Diakuinya, penertiban lahan-lahan ilegal tidak mudah dilakukan karena bakal bersinggungan dengan oknum-oknum yang melindungi. Namun jika bisa dijalankan, menurutnya, potensi pajak dari land amnesty cukup besar dan bisa dimanfaatkan untuk kepentingan nasional. HGU perkebunan sawit yang belum diselesaikan saja luasnya mencapai 3 juta hektar.
“Kita akan panggil Nusron Wahid (Menteri ATR/Kepala BPN) ke Komisi II untuk memastikan ini. Karena kalau 3 juta hektare ini bisa segera di-HGU-kan, kita akan mendapatkan penerimaan negara lebih dari Rp 1.800 triliun," pungkasnya.
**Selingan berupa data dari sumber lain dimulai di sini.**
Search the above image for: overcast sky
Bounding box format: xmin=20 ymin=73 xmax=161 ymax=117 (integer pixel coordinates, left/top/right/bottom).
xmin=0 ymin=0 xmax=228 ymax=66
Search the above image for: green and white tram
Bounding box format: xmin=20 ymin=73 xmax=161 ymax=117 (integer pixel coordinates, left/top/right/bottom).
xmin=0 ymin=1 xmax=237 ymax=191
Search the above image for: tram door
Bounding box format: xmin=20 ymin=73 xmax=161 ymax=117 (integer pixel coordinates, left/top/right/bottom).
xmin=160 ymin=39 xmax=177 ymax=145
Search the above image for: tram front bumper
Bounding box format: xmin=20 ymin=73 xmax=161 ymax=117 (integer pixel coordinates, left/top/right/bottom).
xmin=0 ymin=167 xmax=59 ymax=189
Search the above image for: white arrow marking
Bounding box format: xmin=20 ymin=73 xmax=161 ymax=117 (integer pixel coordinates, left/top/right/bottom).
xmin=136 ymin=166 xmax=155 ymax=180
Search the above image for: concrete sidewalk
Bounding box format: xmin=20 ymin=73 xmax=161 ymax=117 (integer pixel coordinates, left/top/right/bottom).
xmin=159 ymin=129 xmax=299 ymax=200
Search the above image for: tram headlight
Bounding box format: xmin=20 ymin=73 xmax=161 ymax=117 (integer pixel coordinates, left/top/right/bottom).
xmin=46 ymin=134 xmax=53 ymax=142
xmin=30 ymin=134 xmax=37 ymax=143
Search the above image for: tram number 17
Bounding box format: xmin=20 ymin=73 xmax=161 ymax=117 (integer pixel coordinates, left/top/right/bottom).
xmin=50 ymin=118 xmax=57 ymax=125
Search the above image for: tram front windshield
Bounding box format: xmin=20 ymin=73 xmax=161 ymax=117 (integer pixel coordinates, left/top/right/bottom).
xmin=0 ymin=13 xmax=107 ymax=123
“Dan yang tidak kalah penting, dalam ketentuan undang-undang disebutkan, setiap perkebunan bukan hanya wajib ada intinya, tapi ada plasmanya. Plasma ini untuk rakyat. Mudah-mudahan dengan semakin besar HGU sawit yang bisa teregistrasi di negara, semakin besar pula porsi untuk rakyat yang bisa diberikan kepada mereka yang ada di sekitar perkebunan,” imbuhnya.